Cela se situe donc dans les parages d’une vieille oralité et d’une destinée amoureuse des choses.
Mais alors qui s’adresse à qui ? Et qui hante qui ? Et cela fait quoi d’être une allégorie, un piège à clés à nœuds narratifs ?
J’ai fait de toi un trans-personnage : Déesse des drifts, Archidémon, Poupée industrielle, Beauty Leary, Renarde de Teumesse, Zeitghost… Désolée, j’ai joué avec toi.
Il y avait une ligne temporelle et un terrain géologique où t’insérer et planquer une intrigue avec 3 autres personnages. Je sais, c’était réducteur de te comparer à une pierre imaginaire dans mon musée imaginaire. Alors j’ai tourné autour de toi pour obtenir un récit puis j’ai tourné autour du récit pour obtenir de la poésie. À travers toi j’ai testé la persistance possible du personnage et sa possible dimension affective et sauvage. J’ai créé du sens en tous sens. Parfois je crains de t’avoir réduite à un Dummy Crash testant la place de l’épopée dans notre époque.
Pourtant tu sembles si réelle dans le jardin de Tresco, dans la baie de Rye ou au cap de Dungeness. Sur les pages noires tes rêves et vos rêves de personnages semblent plausibles. Même l’actrice qui a trouvé ton journal dans un hôtel de Winchelsea Beach semble vivre d’une réalité parallèle.
Et cette fois unique sur le bateau qui quittait St. Mary’s pour Penzance. J’ai tout tenté, il n’y avait aucune description possible, même tes habits n’apparaissaient pas.

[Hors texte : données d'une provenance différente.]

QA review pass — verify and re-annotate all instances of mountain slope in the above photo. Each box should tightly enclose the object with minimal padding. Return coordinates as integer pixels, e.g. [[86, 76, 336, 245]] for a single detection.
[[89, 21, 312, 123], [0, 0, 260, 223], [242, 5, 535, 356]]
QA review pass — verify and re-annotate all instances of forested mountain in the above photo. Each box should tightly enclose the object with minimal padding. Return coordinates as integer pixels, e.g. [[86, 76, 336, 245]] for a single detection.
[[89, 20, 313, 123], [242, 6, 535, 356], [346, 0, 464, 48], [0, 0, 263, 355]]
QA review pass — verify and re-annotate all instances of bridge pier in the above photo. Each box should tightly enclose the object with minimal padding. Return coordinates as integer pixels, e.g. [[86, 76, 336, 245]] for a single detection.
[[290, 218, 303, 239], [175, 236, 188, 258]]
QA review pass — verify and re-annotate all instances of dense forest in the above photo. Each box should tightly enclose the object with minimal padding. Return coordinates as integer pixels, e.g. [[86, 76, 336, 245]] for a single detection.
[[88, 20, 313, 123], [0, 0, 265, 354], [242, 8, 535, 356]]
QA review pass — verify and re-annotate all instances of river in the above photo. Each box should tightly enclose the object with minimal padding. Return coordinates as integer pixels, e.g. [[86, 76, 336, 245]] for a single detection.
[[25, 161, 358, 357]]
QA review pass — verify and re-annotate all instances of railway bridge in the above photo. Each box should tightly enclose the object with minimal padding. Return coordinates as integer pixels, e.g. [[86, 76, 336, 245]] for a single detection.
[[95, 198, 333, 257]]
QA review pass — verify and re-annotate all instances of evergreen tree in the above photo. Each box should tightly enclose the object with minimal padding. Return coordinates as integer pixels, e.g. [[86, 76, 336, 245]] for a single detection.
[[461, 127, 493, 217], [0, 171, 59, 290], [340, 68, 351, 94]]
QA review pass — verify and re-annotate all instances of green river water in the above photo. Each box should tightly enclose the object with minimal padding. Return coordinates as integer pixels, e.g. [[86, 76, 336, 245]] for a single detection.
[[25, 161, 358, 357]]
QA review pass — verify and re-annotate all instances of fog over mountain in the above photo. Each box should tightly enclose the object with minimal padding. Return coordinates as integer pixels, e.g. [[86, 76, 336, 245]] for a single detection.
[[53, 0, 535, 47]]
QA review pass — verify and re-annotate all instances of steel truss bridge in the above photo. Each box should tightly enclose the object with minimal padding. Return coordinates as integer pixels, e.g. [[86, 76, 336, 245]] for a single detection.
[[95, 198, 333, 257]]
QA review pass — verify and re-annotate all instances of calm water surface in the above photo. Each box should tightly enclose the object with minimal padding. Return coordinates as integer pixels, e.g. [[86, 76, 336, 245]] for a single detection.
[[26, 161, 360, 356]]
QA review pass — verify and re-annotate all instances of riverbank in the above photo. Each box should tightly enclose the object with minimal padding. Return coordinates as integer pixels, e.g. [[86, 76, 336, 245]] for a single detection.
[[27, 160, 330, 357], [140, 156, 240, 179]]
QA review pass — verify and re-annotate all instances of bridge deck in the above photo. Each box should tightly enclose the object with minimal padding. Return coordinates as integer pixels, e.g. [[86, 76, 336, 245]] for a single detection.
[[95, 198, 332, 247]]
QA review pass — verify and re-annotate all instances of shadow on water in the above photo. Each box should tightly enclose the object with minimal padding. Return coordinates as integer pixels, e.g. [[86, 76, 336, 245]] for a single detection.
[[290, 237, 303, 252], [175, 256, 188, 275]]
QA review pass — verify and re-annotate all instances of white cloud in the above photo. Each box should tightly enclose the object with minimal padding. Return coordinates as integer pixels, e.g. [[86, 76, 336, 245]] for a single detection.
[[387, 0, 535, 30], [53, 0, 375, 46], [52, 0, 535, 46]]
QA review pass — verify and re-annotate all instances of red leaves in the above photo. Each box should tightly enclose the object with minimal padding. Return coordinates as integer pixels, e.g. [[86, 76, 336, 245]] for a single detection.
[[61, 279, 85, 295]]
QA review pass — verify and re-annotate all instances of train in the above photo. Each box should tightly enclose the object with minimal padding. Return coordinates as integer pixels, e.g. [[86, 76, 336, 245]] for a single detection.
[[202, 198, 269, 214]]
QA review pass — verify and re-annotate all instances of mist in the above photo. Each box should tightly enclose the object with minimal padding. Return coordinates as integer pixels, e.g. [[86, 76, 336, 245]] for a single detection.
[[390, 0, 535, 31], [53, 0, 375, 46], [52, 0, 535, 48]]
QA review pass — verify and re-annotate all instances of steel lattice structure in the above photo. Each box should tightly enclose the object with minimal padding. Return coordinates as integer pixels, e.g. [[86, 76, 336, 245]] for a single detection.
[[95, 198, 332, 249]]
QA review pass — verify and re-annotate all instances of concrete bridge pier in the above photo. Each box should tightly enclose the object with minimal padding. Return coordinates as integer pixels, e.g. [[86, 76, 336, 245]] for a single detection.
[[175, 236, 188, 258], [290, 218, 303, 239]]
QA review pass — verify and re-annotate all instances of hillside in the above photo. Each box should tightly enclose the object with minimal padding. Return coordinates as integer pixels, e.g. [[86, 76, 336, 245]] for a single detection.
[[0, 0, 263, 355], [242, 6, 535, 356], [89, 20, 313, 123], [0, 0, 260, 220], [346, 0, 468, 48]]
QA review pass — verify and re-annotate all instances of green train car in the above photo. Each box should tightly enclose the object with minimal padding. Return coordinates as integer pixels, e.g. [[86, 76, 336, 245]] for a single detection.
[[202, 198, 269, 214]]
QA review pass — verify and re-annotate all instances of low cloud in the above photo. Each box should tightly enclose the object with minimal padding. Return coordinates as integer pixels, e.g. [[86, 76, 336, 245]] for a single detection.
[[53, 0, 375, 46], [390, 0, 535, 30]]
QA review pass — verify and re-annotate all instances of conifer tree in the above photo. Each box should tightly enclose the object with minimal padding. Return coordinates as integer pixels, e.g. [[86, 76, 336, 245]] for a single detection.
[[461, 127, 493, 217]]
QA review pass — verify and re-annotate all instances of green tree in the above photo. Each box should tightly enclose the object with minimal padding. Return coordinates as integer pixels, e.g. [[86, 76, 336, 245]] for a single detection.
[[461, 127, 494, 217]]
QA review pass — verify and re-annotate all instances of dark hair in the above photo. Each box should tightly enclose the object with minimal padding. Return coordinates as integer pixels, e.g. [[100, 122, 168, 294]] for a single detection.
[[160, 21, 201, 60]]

Tu étais en quelque sorte dans ma tête, comme une obsession repliée sur elle-même.
Nous sommes constamment débordés par le réel, nous sommes constamment occupés à transmettre des choses. Nous sommes mais c’est toi l’héroïne occasionnelle et cela a beau être une histoire, c’est toujours une histoire de langage donc nous nous adressons encore des choses par-delà l’immobilité.